Companies have traditionally used trucking to load and unload goods at these warehouses, but the city sees plenty of upsides to lure them toward barges.

There might be an initial cost surge as they shift to barges, but with the rising toll prices and the potential to tap federal grants, the EDC thinks the price could even out or even save some companies money, something the agency hopes to find out during its upcoming pilot program. 

Plus, plenty of the city’s last-mile distribution centers are being added to waterfront neighborhoods like Sunset Park and Red Hook in Brooklyn, with thin streets that make it hard for large trucks to move through. (In 2018, the city was forced to move a Citi Bike dock in Red Hook after large trucks kept crashing into it.)

And the waterways aren’t the only thing the city is hoping to tap to ease truck traffic. At the end of 2019, the city launched a six-month pilot program with UPS, DHL and Amazon to allow them to utilize a fleet of cargo bikes to get packages to residents’ doors. A DOT spokesperson told Streetsblog in September that “UPS and DHL have experienced challenges” with the program, and DHL confirmed to the publication their bikes are “inactive.”
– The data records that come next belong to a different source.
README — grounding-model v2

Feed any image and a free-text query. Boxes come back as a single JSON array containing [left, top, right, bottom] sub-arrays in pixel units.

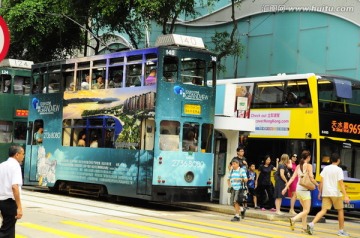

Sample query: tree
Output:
[[137, 0, 219, 34], [0, 0, 83, 62]]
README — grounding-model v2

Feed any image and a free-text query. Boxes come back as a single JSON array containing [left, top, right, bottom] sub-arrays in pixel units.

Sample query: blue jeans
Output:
[[0, 198, 17, 238]]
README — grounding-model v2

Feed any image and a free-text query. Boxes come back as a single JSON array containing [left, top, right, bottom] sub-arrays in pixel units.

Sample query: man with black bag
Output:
[[227, 158, 247, 221]]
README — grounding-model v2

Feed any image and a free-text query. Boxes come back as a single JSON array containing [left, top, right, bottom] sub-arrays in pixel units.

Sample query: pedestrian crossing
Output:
[[16, 217, 360, 238]]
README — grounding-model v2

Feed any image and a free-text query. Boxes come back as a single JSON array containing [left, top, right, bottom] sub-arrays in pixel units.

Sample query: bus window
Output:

The city has also been trying to help companies develop the ability to move their last-mile delivery fleet from gas-guzzling trucks to electric vehicles, and released an RFEI in 2019 to help build up a grid of charging stations for commercial vehicles. Rutter said the industry has been moving toward that goal already and expects the majority of the country’s last-mile fleet to be electric in three to five years.

“A lot of the companies involved, both carriers and shippers, are being compelled or being motivated to do some things to make their supply chains greener,” Rutter said. “A lot of it is being driven as an internal effort. They’ve got sustainability report cards.”

One thing cities have to contend with in this particular shift is the increased strain on energy usage during off-peak times as electric delivery vehicles recharge overnight, Rutter said.

For its part, the city acknowledges the hurdles it faces, as it shifts the freight industry away from its reliance on trucking toward more sustainable methods and is gearing up for the long haul with its Freight NYC plans.

“The problem is no one has done this before in the U.S. at scale,” EDC’s Genn said. “It’ll take years to construct.”